Repeatedly he stated about the necessity for what he called "agility" in the transfer window. Supporters agreed with him.
Despite the club spent unprecedented sums of funds in a calendar year on the £11m one signing, the costly Adam Idah and the £6m Auston Trusty - all of whom have cut it to date, with Idah since having departed - the manager pushed for increased resources and, often, he did it in public.

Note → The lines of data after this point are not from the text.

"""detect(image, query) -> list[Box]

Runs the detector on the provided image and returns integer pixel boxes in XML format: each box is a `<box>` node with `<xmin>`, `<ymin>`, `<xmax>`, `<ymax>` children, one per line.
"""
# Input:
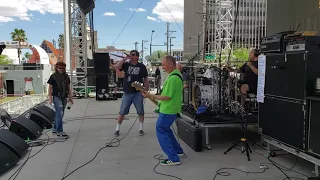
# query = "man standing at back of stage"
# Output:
<box><xmin>48</xmin><ymin>61</ymin><xmax>73</xmax><ymax>137</ymax></box>
<box><xmin>114</xmin><ymin>50</ymin><xmax>149</xmax><ymax>136</ymax></box>
<box><xmin>143</xmin><ymin>56</ymin><xmax>184</xmax><ymax>165</ymax></box>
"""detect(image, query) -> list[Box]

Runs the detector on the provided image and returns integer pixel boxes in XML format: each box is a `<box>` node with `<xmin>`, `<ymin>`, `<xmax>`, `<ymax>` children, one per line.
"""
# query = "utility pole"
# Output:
<box><xmin>166</xmin><ymin>22</ymin><xmax>176</xmax><ymax>55</ymax></box>
<box><xmin>133</xmin><ymin>42</ymin><xmax>139</xmax><ymax>51</ymax></box>
<box><xmin>169</xmin><ymin>37</ymin><xmax>176</xmax><ymax>56</ymax></box>
<box><xmin>141</xmin><ymin>40</ymin><xmax>148</xmax><ymax>61</ymax></box>
<box><xmin>167</xmin><ymin>22</ymin><xmax>170</xmax><ymax>55</ymax></box>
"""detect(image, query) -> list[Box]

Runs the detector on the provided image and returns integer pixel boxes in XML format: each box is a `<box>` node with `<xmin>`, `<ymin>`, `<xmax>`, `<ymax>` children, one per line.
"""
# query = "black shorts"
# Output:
<box><xmin>117</xmin><ymin>78</ymin><xmax>123</xmax><ymax>87</ymax></box>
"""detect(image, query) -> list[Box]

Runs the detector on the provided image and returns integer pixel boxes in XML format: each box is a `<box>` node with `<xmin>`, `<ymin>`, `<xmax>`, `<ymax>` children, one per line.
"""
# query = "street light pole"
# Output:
<box><xmin>150</xmin><ymin>30</ymin><xmax>155</xmax><ymax>56</ymax></box>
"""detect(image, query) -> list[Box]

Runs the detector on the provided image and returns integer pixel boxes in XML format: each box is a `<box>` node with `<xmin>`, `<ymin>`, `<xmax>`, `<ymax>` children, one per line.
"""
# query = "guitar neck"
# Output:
<box><xmin>149</xmin><ymin>98</ymin><xmax>158</xmax><ymax>106</ymax></box>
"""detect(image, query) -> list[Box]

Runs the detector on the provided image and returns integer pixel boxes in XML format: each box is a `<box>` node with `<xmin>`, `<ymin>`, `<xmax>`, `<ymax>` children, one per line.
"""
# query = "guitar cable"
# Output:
<box><xmin>61</xmin><ymin>92</ymin><xmax>146</xmax><ymax>180</ymax></box>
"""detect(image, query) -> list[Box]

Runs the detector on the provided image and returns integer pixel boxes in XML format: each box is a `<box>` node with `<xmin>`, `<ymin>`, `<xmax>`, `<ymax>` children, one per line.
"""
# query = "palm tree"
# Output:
<box><xmin>24</xmin><ymin>52</ymin><xmax>31</xmax><ymax>61</ymax></box>
<box><xmin>58</xmin><ymin>34</ymin><xmax>64</xmax><ymax>49</ymax></box>
<box><xmin>10</xmin><ymin>28</ymin><xmax>28</xmax><ymax>64</ymax></box>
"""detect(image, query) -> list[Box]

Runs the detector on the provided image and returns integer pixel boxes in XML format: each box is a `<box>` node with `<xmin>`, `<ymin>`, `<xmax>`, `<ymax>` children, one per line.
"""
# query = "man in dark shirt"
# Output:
<box><xmin>114</xmin><ymin>50</ymin><xmax>149</xmax><ymax>136</ymax></box>
<box><xmin>229</xmin><ymin>49</ymin><xmax>259</xmax><ymax>96</ymax></box>
<box><xmin>47</xmin><ymin>62</ymin><xmax>73</xmax><ymax>137</ymax></box>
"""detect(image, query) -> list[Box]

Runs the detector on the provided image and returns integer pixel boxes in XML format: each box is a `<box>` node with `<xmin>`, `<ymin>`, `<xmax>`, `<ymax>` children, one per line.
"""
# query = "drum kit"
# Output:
<box><xmin>184</xmin><ymin>66</ymin><xmax>243</xmax><ymax>114</ymax></box>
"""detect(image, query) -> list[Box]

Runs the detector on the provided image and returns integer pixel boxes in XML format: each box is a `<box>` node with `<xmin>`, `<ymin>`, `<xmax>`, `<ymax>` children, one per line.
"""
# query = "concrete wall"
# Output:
<box><xmin>183</xmin><ymin>0</ymin><xmax>203</xmax><ymax>56</ymax></box>
<box><xmin>4</xmin><ymin>70</ymin><xmax>47</xmax><ymax>94</ymax></box>
<box><xmin>267</xmin><ymin>0</ymin><xmax>320</xmax><ymax>35</ymax></box>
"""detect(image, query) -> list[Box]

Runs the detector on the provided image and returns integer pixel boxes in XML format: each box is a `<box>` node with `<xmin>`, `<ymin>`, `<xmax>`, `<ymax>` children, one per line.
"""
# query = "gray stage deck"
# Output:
<box><xmin>0</xmin><ymin>99</ymin><xmax>314</xmax><ymax>180</ymax></box>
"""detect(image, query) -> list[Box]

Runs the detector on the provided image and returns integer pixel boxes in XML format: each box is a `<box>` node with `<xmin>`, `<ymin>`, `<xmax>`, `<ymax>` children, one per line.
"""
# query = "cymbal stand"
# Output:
<box><xmin>224</xmin><ymin>95</ymin><xmax>252</xmax><ymax>161</ymax></box>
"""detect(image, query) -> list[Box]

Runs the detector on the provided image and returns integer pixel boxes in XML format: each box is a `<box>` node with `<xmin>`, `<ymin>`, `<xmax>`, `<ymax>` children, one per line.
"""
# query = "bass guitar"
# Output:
<box><xmin>131</xmin><ymin>81</ymin><xmax>159</xmax><ymax>106</ymax></box>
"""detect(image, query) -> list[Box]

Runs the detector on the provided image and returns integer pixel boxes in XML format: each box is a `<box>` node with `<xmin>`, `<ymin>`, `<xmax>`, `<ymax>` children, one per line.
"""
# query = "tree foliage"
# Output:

He set a bomb about a lack of cohesion inside the team and then distanced himself. When asked about his comments at his subsequent news conference he would typically minimize it and nearly reverse what he stated.
Internal issues? No, no, everybody is aligned, he'd say. It appeared like Rodgers was playing a dangerous strategy.
Earlier this year there was a report in a newspaper that purportedly originated from a source close to the club. It claimed that Rodgers was damaging Celtic with his public outbursts and that his real motivation was orchestrating his departure plan.
He desired not to be present and he was arranging his way out, that was the implication of the article.
The fans were enraged. They now saw him as similar to a martyr who might be carried out on his shield because his directors wouldn't back his plans to achieve success.
The leak was damaging, naturally, and it was intended to hurt Rodgers, which it accomplished. He demanded for an inquiry and for the responsible individual to be dismissed. Whether there was a probe then we learned no more about it.
At that point it was clear Rodgers was shedding the support of the people above him.